Far-right locals opposing the settlement of refugees and migrants in the Prefecture of Pella, western Macedonia, set on fire a hotel that would host them and burned it down, while they attacked the owners of another hotel with stones.
The group resettled from the overcrowded hotspot of Moria had to spend two days on the buses that transferred them from the port of Piraeus to the prefecture of Pella.
According to independent news outlet omniatv, well-known far-right residents initiated the protest and were backed by like-minded people who rushed to Panagitsa from other villages and towns.
Police forces at the scene were simply watching and did not intervene, omniatv notes.
The locals brought furniture outside and set it on fire.
Prior to the protest, posts on social media and local websites were reportedly calling for it claiming that “Pakistanis” and “illegals” would be settled and “bring the coronavirus in the area.”

According to a case file opened by local prosecutors on Wednesday, some 150 “protesters” initially threw stones and other objects at the buses carrying 57 refugees and set up road blocks to prevent them from entering the village of Panagitsa on Monday evening.

A few hours later, early Tuesday morning, they threw flammable substance in a hotel room and set up a fire that spread quickly.

After Panagitsa, the refugees were taken to a hotel to Arnissa, where some 250 protesters had again blocked the road and set fires there.

Later, they attacked the hotel owners and threw stones and other objects at the hotel building.

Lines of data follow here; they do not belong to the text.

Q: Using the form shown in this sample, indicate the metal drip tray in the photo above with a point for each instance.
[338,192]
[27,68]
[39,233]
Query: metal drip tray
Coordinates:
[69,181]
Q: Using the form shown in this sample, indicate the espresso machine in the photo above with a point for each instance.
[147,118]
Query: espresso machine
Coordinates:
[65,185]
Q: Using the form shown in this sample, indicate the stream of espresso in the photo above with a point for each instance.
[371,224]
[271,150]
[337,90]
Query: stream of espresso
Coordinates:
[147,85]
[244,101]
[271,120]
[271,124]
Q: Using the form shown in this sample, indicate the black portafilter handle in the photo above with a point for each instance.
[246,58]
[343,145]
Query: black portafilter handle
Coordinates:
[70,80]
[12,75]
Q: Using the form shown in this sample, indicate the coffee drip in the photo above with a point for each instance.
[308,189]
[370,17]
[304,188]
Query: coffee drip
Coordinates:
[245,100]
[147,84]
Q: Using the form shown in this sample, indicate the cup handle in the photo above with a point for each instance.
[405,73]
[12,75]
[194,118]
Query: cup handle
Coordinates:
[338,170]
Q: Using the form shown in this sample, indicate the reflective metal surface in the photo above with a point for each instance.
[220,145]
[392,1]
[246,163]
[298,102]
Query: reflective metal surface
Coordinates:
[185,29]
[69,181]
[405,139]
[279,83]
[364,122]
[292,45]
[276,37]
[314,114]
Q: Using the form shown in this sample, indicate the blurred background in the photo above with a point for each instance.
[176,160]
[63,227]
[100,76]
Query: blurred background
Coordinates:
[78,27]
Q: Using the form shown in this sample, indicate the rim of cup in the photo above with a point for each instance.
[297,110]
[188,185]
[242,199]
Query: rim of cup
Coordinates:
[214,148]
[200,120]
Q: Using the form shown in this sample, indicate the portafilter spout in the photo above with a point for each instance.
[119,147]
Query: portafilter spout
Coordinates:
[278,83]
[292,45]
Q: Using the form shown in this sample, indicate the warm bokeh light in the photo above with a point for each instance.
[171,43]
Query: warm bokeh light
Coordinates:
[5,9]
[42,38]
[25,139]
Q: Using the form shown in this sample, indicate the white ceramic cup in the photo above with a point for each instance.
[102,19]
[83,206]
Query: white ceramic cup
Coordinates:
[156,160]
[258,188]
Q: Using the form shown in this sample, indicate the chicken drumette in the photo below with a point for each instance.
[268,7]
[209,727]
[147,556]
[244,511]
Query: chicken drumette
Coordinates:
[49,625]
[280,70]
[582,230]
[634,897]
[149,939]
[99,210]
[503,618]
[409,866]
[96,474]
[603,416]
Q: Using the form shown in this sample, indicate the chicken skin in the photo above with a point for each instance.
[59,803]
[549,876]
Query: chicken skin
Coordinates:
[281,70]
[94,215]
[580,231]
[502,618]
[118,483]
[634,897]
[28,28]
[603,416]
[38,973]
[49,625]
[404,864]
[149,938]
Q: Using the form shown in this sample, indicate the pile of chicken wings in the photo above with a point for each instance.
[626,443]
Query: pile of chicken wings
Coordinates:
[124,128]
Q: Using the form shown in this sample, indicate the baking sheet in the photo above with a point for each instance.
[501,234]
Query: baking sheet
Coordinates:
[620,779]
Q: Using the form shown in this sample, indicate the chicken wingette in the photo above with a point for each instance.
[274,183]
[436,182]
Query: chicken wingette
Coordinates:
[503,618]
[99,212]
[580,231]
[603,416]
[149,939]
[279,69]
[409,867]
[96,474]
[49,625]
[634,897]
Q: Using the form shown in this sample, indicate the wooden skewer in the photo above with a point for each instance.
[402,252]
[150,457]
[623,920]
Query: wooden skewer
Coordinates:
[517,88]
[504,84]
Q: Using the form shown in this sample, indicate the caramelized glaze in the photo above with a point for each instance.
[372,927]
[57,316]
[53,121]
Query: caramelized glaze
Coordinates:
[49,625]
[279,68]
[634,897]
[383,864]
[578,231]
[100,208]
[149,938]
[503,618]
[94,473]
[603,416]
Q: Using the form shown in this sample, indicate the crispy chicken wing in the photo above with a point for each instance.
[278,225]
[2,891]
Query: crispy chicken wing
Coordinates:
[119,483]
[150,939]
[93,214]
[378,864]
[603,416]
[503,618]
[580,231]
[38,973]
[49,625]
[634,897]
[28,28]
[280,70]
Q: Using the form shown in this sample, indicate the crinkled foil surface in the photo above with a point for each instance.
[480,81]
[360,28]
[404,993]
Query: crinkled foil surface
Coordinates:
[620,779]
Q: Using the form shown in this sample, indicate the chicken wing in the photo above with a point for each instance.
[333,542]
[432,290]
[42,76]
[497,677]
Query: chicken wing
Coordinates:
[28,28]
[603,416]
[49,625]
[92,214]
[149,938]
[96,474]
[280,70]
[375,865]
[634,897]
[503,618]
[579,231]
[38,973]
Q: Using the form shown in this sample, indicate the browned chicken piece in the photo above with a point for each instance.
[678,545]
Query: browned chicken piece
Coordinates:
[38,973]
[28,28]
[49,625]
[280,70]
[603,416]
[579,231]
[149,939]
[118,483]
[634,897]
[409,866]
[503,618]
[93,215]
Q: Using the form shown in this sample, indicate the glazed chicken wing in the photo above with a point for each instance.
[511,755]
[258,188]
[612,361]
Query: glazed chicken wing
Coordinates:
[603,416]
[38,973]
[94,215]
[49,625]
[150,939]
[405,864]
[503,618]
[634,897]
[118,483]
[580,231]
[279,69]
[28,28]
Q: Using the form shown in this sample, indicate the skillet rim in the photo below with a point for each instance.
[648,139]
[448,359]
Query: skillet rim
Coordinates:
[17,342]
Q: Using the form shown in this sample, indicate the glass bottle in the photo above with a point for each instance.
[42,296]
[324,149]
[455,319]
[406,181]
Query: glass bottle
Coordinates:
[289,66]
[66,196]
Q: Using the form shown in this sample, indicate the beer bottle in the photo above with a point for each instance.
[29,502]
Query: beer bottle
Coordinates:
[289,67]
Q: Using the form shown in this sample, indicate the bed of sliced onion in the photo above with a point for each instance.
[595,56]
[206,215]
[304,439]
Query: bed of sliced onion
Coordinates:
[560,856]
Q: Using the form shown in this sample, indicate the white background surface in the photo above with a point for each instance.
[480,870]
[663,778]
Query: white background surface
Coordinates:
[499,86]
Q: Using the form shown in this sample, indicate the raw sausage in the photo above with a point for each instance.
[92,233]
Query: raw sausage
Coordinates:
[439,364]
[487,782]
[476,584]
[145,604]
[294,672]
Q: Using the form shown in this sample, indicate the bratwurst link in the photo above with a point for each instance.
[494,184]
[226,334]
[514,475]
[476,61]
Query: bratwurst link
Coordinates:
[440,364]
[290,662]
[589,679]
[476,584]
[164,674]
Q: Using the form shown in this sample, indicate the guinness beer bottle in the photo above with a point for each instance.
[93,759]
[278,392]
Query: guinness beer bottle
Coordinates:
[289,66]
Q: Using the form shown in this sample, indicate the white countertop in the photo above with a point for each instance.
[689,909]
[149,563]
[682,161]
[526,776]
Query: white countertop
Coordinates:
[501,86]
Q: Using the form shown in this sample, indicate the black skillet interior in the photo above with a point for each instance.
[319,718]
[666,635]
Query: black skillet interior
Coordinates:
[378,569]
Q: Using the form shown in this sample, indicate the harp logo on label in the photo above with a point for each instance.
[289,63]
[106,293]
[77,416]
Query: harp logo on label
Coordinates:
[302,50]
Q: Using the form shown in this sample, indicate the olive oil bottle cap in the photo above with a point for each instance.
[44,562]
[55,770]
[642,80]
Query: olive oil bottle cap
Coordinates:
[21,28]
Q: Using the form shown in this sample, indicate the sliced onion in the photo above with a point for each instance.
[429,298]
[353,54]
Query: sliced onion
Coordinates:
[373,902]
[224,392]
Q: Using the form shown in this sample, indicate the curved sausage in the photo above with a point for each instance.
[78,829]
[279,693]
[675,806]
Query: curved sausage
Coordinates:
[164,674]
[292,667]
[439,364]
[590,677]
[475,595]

Police considered the condition dangerous for the migrants and refugees’ safety and led them to another hotel in Halkidona.

Also on Monday, another group of local residents gathered outside a hotel in Mouries by Kilkis in East Macedonia. They blocked the entrance for buses carrying some 280 migrants, mostly from Afghanistan.

The municipal council of Kilkis issued a resolution protesting against the migrants’ relocation in the area, and called the move an “unexpected government action.”

Ultimately the protesters left and the migrants could settle in the hotel.